Alec Murphy
Sovereignty Challenges at Interstate Borders
Where and How History Matters
Lurking behind the typical world political map supposedly depicting the division of Earth’s land surface into legally sovereign political units are many controversies over interstate boundaries. The norms that developed along with the modern state system make it difficult to advance extra-state territorial claims based simply on the presence of natural resources or peoples with similar cultural characteristics in those territories. Instead, most interstate territorial conflicts are based on the claim that the territory in question once belonged to the claimant state, it was improperly taken away, and the claimant state has the right to get it back.
That was the case with the longstanding Ecuador-Peru border conflict. The political partitioning of South America under Spanish rule gave Ecuador a basis for considering the territory in dispute to be part of its domain. During the nineteenth and early twentieth centuries, however, Peru promoted settlement and military control over the remote Amazonian region based on a different interpretation of past administrative arrangements. Powerless to respond to Peru’s annexation of the region in the early 1940s, Ecuador agreed to a military pullback in 1942 (the Rio Protocol). Ecuador continued to press its territorial claim for many decades thereafter, however, only abandoning it formally in 1998. The 1998 agreement suggests that even longstanding interstate territorial disputes can be resolved, but resolution is easier when dominant views of at least one of the disputant state’s raison d'être is not grounded in an ethno-nationalist story in which the territory in question played a significant role.
Columbian States in 1824
Division politica de Colombia en 1824
A. Lahure
1889
David Rumsey Historical Map Collection

Our earliest map depicts early patterns of spatial sovereignty. This Colombian-commissioned map superimposes the republics’ 1889 boundaries atop the filled-in outlines of the former Viceroyalty of New Grenada’s Departments (Departmentos) that were included in Gran Colombia in 1824. Of interest here are the peripheral southwestern Departmentos that would become Ecuador, which illustrate the roots of the Peru-Ecuador boundary dispute. As this map shows, the former Departmento del Azuay in the remote Amazonian interior was split between Colombia and Ecuador in the dissolution of Gran Colombia. Although these two countries would continue to exchange territory in the region for some time, no inter-state conflict would erupt between them.
Map of Ecuador for Dr. Teodoro Wolf
Carta Geografica Del Ecuador Por Dr. Teodoro Wolf

H. Wagner & E. Debes
1892
David Rumsey Historical Map Collection
Officially sanctioned maps are typically quite useful in exploring a state’s conception of its own spatial sovereignty, and this turn-of-the-century map of Ecuador is a prime example. While political boundaries are not foregrounded in this map, the names of Ecuador’s provinces, cantons, and parishes (Provincias, Cantones, and Parróquias respectively) constitutes a significant portion of the right-hand side of the map in a map key. Even more critically, this map conspicuously contains two insets of sovereign territory that are included in the map in defiance of the spatial limitations of the projected scale: the distal Galápagos Archipelago, and “La Region Oriental del Ecuador.” The latter of course constitutes the territories disputed with Peru.
South America Map Puzzle
E.E. Fairchild Corporation
1941
David Rumsey Historical Map Collection
Departing entirely from the realm of state-sponsored cartography, we find here a rather unorthodox example of how border depictions from afar can shape thinking about border. This depiction comes in the form of a children’s puzzle. Apart from the eye-catching presence of clever illustrations conveying the cultural character of the continent, this map also notably shows Ecuador’s claim to the disputed region, not Peru’s. While the New York-based E. E. Fairchild Corp. was exceedingly unlikely to have been advancing an explicit geopolitical position on the disputed territory, its depiction of the area as Ecuadorian was common in American cartography at the time.
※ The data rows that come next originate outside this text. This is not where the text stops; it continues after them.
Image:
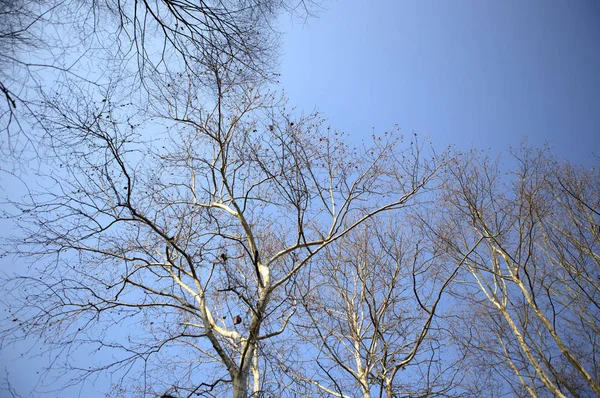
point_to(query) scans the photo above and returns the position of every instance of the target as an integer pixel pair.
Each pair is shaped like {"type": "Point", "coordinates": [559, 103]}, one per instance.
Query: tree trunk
{"type": "Point", "coordinates": [240, 385]}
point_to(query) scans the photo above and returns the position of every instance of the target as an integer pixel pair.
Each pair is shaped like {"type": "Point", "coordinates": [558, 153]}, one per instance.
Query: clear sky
{"type": "Point", "coordinates": [467, 73]}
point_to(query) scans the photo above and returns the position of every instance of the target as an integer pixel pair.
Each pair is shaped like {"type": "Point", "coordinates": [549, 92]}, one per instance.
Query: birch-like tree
{"type": "Point", "coordinates": [536, 270]}
{"type": "Point", "coordinates": [174, 237]}
{"type": "Point", "coordinates": [373, 317]}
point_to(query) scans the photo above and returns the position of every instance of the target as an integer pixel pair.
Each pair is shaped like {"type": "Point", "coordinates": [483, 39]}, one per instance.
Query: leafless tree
{"type": "Point", "coordinates": [174, 235]}
{"type": "Point", "coordinates": [48, 43]}
{"type": "Point", "coordinates": [537, 271]}
{"type": "Point", "coordinates": [374, 322]}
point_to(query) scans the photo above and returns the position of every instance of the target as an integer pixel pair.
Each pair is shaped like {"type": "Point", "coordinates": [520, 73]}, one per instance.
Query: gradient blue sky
{"type": "Point", "coordinates": [467, 73]}
{"type": "Point", "coordinates": [464, 73]}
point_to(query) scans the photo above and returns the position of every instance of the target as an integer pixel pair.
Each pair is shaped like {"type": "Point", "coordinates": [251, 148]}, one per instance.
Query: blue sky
{"type": "Point", "coordinates": [466, 73]}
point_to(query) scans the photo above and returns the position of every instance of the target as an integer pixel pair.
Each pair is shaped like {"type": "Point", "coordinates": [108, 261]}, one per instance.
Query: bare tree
{"type": "Point", "coordinates": [373, 314]}
{"type": "Point", "coordinates": [537, 270]}
{"type": "Point", "coordinates": [48, 43]}
{"type": "Point", "coordinates": [187, 225]}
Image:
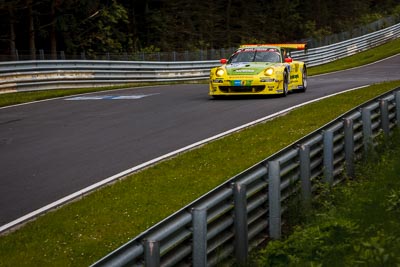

Curiously, it would only be one year after this that the 1942 Rio Protocol would shift the United States’ recognition of the disputed area to being Peruvian, likely to the chagrin of anyone seeking up-to-date geographical learning from their newly purchased puzzle.
Alec Murphy (University of Oregon) is a political-cultural geographer with regional specialties in Europe and the Middle East. His work focuses on the ways in which the changing political organization of space reflects and shapes ethnic, socio-economic, and environmental processes; the foundations and consequences of influential geopolitical ideas and assumptions; the role of legal and political arrangements in mediating human-environment relations; and the importance of geographical education for efforts to address critical challenges facing the contemporary world. He is the author of The Regional Dynamics of Language Differentiation in Belgium (1988), Cultural Encounters with the Environment (edited with Douglas Johnson; 2000), Geography: Why It Matters (2018), Human Geography: People, Place, and Culture 12th ed. (with Erin Fouberg; 2020), and The European Culture Area, 7th ed. (with Terry Jordan-Bychkov and Bella Bychkova Jordan; 2020). He completed his PhD in Geography at the University of Chicago.